That really shines a lot of light on the Protege method. It should be part of the "quickstart" blurb.

One suggested improvement; I really had to study the sheet to see where the 1.001 came in.

One question:
You show 141.85, 141.86 and 141.87 turns. I guess that is skilful eyeballing. It sounds tough to estimate within .82" (82 inch circumference of wheel/100) as the contact point of a tire.

Steve
I have said it many times over the years but I will say it again for new entrants like Stephen, who are not set in their ways: there is no need to convert any counts or revolutions to meters or inches during certification and therefore no need to use spreadsheets or measuring tapes. The official method of processing results gets the right answers, but it is an inelegant way of doing things. Just getting the right answers was not good enough for my maths teacher of 55 years ago. He only gave full marks if you used the most elegant methods or proofs.

Take the following example of calculations in certification of a 5-km course with 1-km splits. (Mile splits are only slightly more complicated.) I assume that tire pressure or temperature increases only slightly from beginning to the end of measurement:

400-m calibration crse: 191.57, .55, .58, and .58. Ave: 191.57

Calib factor = 191.57x1.001/0.4 = 479.40 rev/km = 2397.02 rev/5km

The first ride was for 2397.02 rev to locate a temporary finish line. In the second ride, splits were located at intervals of 479.40 rev with zeroing before each split. The temporary finish line gave a reading of 479.20, so the second ride determined the final finish line.

Although calculations are very simple even when factoring in tire pressure and using mile splits, I have programmed my hand-held calculators to do them after entering the calibration rim readings in hundredths of a rev (ie: 57, 55, 58, and 58)
Neville,

Maybe the spreadsheet is not needed for the guy who does the measuring, but it, or a hand-arranged simulacrum, is certainly needed when sending the data to a certifier for review.

When I get data from a measurer, I expect everything to be clear and complete. I would find your abbreviated version less clear than a fully spelled out version.
Stephen,
Neville method is short and accurate, however it would not be the way to present your information to the Regional Certifier. The forms are there for people to use and Pete's spreadsheet will make it clear to the regional certifier that your work is complete.
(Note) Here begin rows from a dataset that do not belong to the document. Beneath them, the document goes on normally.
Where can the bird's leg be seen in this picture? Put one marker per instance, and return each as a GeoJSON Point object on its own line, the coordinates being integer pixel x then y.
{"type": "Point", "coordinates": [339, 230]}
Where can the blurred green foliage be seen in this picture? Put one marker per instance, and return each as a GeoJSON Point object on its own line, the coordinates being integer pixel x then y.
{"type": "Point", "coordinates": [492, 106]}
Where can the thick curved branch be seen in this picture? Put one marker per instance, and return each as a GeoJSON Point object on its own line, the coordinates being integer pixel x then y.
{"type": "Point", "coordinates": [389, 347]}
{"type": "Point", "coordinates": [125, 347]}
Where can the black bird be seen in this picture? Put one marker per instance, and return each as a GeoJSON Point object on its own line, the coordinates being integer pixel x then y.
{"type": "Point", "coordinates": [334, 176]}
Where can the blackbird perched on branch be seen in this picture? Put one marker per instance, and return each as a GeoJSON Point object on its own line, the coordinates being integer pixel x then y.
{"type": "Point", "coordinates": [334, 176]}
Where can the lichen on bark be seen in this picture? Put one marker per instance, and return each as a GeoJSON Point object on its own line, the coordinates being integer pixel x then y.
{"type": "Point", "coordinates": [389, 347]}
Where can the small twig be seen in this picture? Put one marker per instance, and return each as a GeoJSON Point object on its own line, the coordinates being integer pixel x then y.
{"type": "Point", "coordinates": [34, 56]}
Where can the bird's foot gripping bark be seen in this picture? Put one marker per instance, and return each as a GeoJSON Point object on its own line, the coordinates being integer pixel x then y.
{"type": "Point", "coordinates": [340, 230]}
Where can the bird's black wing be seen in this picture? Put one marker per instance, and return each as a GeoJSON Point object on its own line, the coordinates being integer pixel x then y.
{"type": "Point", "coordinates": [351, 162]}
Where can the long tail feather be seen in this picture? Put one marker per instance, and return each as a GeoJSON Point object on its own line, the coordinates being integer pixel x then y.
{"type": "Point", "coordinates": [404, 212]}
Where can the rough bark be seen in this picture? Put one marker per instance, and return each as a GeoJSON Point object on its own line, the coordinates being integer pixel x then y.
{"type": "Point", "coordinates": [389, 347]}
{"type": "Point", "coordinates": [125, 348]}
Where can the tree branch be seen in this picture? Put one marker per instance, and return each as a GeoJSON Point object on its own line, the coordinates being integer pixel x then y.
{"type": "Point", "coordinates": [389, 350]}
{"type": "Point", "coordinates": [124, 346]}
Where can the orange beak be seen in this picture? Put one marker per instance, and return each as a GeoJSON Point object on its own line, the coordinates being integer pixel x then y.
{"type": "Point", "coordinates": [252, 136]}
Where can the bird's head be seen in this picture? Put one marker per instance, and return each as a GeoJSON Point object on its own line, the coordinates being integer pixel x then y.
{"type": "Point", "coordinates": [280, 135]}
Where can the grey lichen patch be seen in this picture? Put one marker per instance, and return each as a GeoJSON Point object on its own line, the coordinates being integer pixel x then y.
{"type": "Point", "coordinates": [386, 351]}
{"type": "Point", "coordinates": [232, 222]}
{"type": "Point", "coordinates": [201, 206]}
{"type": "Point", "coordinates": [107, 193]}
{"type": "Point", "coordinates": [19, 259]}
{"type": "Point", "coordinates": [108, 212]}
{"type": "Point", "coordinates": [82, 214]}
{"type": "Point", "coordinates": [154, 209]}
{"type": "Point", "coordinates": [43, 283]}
The tire pressure thing is in the experimental stage and has proven to work, but the RRTC has not yet apporoved this.

Steve, I suggest you use Pete's spreadsheet when presenting your work for review.
Gene and Stephen:
Despite Pete’s reservations I believe my format for presenting results is simpler and clearer than the conventional way. For several years I sent results to Paul Hronjak for certification in this format on a slightly modified standard form, and never had any complaints. However a guiding principle in RRTC has been that each individual certifier has the final say on what is acceptable in methods and presentation, so the measurer must only use what the certifier finds comfortable.

However there is no reason why a measurer should not begin using the basic aspects of pressure monitoring as a valuable adjunct to the current conventional method of measuring. For instance, by setting pressure at the start to precisely the same value every time he should get precisely the same calibration factor each time, and this would be a check on anything going wrong. He could tell the precise moment his tire reaches equilibrium after pumping it up or removing it from a hot car. (No more “warm-up” rides.) The measurer would be alerted immediately to a slow leak and avoid wasting a whole day’s work. If he had a flat he could fix it and resume measurements at precisely the same pressure. The postcalibration would vet his procedure. Finally he would gain experience and confidence to fully implement the method in the future.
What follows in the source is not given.